An important piece of Porterdale’s history is set to begin its revival.
The historic Porter Memorial Gymnasium will have its official ribbon cutting at 1:30 p.m., May 8 at the gym, 2201 Main Street, Porterdale, with a ribbon cutting and tours of the renovated facility.
The gym was built in 1938 – a gift from the Bibb Manufacturing Company to its textile mill workers – and served as one of Porterdale’s central gathering spots for decades. The building was designed by female architect Ellamae Ellis League, and Porterdale Main Street Manager Teri Haler is trying to get some of League’s relatives to attend the ribbon cutting to add their historic perspective.
Three quarters of a century after it was first built, city officials hope the gym will reprise its role as community anchor, but in a different way. The gymnasium won’t be open to the public on a daily basis, but it is going to be marketed as an event venue, and Haler said she hopes the facility will become a revenue maker for the city.
Given it’s 12,000 square foot size and the fact Porterdale allows such special events venues to sell beer, wine and liquor at events, Haler hopes it will become a popular choice for weddings, receptions, reunions, concerts and other community events.
Haler is still working on the rental rate structure, but she envisions charging around $1,800-$2,000 for an event rental, which she said is competitive with other venues in the area that allow alcohol sales.
“It’s probably going to be Porterdale’s primary revenue generator,” Haler said, other than property taxes and water sales. “We don’t have hotel/motel tax (income) like Covington. We have water utilities, but it’s not like having your own electricity revenue. It’s really going to be a draw, and we’re going to try to promote and market it. It’s a fairly large venue in the county.”
Main Street programs generally get city funding, but they also are often supplemented by hotel/motel taxes, which are only charged to hotel and motel stays and can only be used to support tourism initiatives, something Porterdale officials have no shortage of as they look to build off the city’s mill town history and river recreation opportunities.
Reimagined as an open-air center – fully rebuilding the facility could have cost $4.1 million, as opposed to its approved $950,000 renovation price tag – the gymnasium had its walls fortified by Garbutt Construction. The gymnasium was largely destroyed in an Oct. 20, 2005 fire, but the construction works ensures it will stay standing for a long time to come.

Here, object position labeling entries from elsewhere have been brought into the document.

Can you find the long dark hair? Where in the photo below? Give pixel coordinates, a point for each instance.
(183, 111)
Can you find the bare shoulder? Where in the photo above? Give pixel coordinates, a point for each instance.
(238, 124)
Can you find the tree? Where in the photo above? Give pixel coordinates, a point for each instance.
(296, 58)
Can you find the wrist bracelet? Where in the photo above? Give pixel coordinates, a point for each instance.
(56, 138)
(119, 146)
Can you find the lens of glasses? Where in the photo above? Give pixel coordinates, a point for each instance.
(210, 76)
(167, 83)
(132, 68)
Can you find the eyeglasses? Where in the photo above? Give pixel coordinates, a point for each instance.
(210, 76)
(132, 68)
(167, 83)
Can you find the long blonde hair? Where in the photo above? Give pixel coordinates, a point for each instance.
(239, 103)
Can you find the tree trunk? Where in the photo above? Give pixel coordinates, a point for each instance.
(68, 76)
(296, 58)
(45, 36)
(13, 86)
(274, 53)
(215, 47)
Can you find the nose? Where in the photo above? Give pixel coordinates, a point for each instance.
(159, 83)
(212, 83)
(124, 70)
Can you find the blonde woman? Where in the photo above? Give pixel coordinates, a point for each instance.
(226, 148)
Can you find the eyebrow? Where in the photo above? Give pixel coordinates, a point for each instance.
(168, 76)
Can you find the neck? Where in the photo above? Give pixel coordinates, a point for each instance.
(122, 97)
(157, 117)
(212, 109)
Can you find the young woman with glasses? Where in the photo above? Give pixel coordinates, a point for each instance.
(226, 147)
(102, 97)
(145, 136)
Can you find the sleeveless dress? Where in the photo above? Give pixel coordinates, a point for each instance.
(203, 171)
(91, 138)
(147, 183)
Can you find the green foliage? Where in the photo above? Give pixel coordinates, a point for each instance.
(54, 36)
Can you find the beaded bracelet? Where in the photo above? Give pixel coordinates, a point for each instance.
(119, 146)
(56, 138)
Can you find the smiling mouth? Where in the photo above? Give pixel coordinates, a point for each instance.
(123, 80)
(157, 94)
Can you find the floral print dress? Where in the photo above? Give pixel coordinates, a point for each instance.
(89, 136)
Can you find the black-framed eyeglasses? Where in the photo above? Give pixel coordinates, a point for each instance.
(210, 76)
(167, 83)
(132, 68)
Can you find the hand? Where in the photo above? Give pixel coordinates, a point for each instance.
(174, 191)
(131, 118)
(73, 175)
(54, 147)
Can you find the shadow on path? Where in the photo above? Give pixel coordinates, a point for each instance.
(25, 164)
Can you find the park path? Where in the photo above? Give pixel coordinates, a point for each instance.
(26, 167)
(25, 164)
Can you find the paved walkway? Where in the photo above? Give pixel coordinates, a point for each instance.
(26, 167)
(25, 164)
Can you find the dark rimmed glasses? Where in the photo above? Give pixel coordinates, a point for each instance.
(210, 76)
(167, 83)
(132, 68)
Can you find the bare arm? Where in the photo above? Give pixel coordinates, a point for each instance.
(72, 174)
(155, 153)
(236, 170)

Since the bracing of the walls and foundation was completed in January, the city has been working to get the building into event venue shape, including staining the building’s concrete, building a 16-foot deep by 32-foot wide stage, installing audio-visual infrastructure, landscaping the outside and decorating the inside, including furnishing the small kitchen/catering room and the waiting/green room. Those two rooms along with the men’s and restrooms are the four areas of the building that are fully covered and have heating and air conditioning.

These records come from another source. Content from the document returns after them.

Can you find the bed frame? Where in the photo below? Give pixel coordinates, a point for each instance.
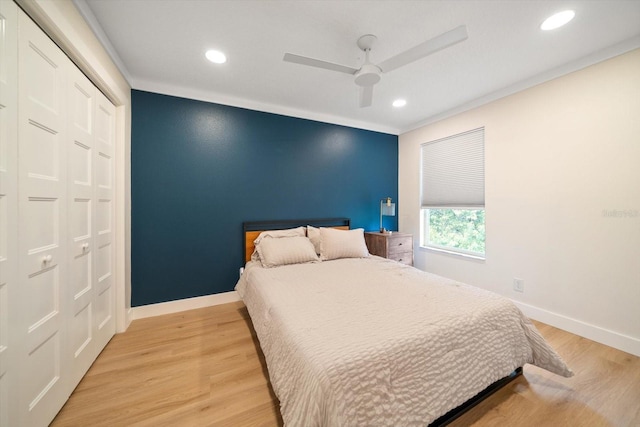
(252, 229)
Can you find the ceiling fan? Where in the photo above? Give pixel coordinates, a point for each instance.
(369, 74)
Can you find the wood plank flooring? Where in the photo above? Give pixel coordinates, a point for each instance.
(204, 368)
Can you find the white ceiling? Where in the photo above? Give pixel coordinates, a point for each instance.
(160, 44)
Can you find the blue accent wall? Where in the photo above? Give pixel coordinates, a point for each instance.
(199, 170)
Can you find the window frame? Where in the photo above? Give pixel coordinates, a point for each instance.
(425, 244)
(448, 161)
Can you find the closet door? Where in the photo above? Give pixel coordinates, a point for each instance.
(81, 215)
(8, 210)
(42, 224)
(104, 255)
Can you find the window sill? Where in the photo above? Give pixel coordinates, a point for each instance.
(475, 257)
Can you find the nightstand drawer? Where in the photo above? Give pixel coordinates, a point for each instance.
(399, 244)
(395, 246)
(403, 257)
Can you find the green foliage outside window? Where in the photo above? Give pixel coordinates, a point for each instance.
(456, 228)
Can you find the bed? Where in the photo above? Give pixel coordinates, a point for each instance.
(356, 340)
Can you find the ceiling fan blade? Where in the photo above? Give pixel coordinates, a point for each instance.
(304, 60)
(366, 96)
(433, 45)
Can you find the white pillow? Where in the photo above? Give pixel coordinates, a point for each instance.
(275, 251)
(290, 232)
(336, 244)
(313, 234)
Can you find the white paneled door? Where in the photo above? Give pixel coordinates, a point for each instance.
(81, 204)
(104, 256)
(57, 237)
(8, 207)
(65, 295)
(42, 69)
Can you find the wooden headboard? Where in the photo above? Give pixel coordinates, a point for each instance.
(252, 229)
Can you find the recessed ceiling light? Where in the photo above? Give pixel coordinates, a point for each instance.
(557, 20)
(216, 56)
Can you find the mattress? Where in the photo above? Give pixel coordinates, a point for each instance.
(368, 341)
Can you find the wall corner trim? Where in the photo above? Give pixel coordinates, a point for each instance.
(159, 309)
(603, 336)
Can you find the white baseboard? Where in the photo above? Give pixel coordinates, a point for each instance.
(586, 330)
(159, 309)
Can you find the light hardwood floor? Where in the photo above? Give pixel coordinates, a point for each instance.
(204, 368)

The gym – Haler is still working on a title more appropriate for an event venue – is already booked for three events, including a fundraiser Sunday for U.S. Senate candidate Michelle Nunn. The evening after the groundbreaking will play host to a private Smart Growth Newton County dinner, which is meant to show off the renovated center.
Finally, the gym will also be the site of welcome news for Porterdale residents, as Chairman Keith Ellis said the county is hosting an event to announce the state has signed off for work to begin at the intersection of Ga. Highway 81 and the Covington Bypass/Crowell roads, one of the county’s most hated. The meeting will be at 3 p.m., May 14.